A Ball ESPN Couldn't Afford To Drop
Yes, it paid plenty for Monday Night Football, but the NFL deal may keep potential rivals at bay

The NFL's new deal with NBC and ESPN has gotten more spin than the teacup ride at Disney World. But while snagging the Sunday night game may have been a smart move for NBC, was it really such a coup for Walt Disney Co.'s (DIS ) ESPN to pony up a $1.1 billion a year for the 36-year-old Monday Night Football franchise?


In replacing ABC, the ubiquitous sports network is paying about twice what its sister company had been shelling out for a prime-time show that may be past its prime. And the new deal is nearly twice the $600 million a year ESPN had been paying to carry games on Sunday night.

ESPN, however, points out that it also gets rights to wireless and Spanish-language telecasts. And Merrill Lynch (MER ) analyst Jessica Reif Cohen figures that because of the dual revenue streams of ads and subscriber fees, football could generate operating profits of $100 million to $200 million a year for ESPN, vs. a $150 million-a-year loss for ABC.

Still, forking over all that loot for only 17 regular-season games -- even if you do get John Madden and Al Michaels in the broadcast booth -- is enough to give any TV executive agita. But ESPN had little choice. That's because cable giant Comcast Corp. (CMCSA ) and Rupert Murdoch's Fox Sports (NWS ) -- each interested in using Sunday or Monday night games to launch their own sports channels -- made aggressive overtures to the NFL. Getting the rights to the NFL in prime time, as opposed to the Sunday afternoon games Fox already has, was the key to a new network, Murdoch said recently. Fox even offered the league an equity stake in its proposed enterprise, BusinessWeek has learned.

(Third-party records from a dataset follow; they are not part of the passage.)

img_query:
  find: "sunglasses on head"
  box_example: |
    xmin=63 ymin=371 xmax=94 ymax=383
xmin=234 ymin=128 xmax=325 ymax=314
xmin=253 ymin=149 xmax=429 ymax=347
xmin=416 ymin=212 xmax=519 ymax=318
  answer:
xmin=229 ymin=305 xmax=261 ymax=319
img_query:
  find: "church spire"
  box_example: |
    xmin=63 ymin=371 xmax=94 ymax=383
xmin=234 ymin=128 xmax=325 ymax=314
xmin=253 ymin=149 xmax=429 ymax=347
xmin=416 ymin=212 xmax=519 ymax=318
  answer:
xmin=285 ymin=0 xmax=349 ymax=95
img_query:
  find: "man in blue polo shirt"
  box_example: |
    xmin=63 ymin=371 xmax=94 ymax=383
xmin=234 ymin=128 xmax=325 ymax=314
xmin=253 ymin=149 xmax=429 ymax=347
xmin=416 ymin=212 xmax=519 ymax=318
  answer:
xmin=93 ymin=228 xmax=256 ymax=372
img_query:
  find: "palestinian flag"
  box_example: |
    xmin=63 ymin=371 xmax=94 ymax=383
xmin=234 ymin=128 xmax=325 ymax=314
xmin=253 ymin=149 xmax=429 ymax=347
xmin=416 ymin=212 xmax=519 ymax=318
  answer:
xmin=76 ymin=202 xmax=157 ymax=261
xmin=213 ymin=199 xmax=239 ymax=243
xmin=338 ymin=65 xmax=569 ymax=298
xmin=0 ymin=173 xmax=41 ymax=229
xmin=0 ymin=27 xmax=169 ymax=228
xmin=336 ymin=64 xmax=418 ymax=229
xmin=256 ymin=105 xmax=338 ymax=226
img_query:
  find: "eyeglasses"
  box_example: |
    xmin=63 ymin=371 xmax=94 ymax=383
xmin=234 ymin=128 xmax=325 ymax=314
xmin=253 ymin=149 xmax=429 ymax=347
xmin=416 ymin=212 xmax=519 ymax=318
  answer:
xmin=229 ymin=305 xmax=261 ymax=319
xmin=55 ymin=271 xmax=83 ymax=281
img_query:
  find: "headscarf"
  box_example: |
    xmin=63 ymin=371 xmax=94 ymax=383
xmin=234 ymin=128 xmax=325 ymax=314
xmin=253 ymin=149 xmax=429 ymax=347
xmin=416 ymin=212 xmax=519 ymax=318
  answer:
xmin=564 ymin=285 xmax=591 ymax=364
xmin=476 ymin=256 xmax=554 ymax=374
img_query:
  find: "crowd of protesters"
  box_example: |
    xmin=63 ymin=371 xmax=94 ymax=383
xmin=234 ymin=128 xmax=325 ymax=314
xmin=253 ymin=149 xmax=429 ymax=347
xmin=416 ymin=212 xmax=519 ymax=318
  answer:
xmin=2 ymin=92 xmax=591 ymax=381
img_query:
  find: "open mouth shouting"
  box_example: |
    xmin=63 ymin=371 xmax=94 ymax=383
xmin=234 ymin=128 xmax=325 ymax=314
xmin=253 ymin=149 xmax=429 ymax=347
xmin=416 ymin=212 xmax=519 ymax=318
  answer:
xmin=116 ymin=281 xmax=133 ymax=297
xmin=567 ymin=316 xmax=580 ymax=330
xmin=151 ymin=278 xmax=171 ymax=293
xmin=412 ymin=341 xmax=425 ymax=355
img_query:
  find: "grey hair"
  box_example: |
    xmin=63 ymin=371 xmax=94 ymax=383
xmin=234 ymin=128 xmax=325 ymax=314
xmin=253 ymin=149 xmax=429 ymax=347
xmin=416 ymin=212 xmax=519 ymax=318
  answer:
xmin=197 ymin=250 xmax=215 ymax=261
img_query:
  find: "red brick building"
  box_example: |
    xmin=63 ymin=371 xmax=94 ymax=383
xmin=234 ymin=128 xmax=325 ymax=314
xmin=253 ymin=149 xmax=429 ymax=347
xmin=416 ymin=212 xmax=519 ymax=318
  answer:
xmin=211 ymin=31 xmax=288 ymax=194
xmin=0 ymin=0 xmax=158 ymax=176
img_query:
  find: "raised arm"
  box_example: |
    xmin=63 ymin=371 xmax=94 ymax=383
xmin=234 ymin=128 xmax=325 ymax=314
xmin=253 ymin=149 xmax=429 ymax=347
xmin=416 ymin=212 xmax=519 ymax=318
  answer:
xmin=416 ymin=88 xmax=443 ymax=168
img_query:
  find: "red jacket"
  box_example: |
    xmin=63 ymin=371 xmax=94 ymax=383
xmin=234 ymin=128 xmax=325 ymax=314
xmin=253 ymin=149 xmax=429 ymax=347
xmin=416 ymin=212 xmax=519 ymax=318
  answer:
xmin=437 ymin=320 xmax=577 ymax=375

And there was another reason ESPN could not afford to lose pro football, the most widely watched TV sport and one of the last draws for a mass audience. "ESPN needed to keep the NFL if it was to enhance its position to dictate terms to cable operators," says sports broadcast consultant Marc Ganis, president of Sportscorp Ltd. There is already resistance to the per-subscriber rate of about $2.50 a month ESPN charges its distributors, the highest in the biz (CNN (TWX ), by contrast, gets about 40 cents per subscriber).

ANOTHER AUCTION 
Even though ESPN secured the NFL as a bargaining chip, Comcast and News Corp. (NWS ) may still be looking to launch sports channels of their own. It wouldn't be a from-scratch proposition for either. Both companies run cash-rich regional sports networks and have plenty of local rights deals. With a national service, Comcast and Murdoch's 34%-owned DirecTV Group Inc. (DTV ) satellite service could face down ESPN's demands for higher rates, figures Richard Greenfield, an analyst at Fulcrum Global Partners.

The duo may still get another chance. Within weeks, the NFL is expected to auction off a new package of seven games on Thursday and Saturday nights. ESPN's best hope is that the league decides to take the package itself to enhance its two-year old NFL Network cable channel. Otherwise, ESPN may still find itself in a game it doesn't want to play.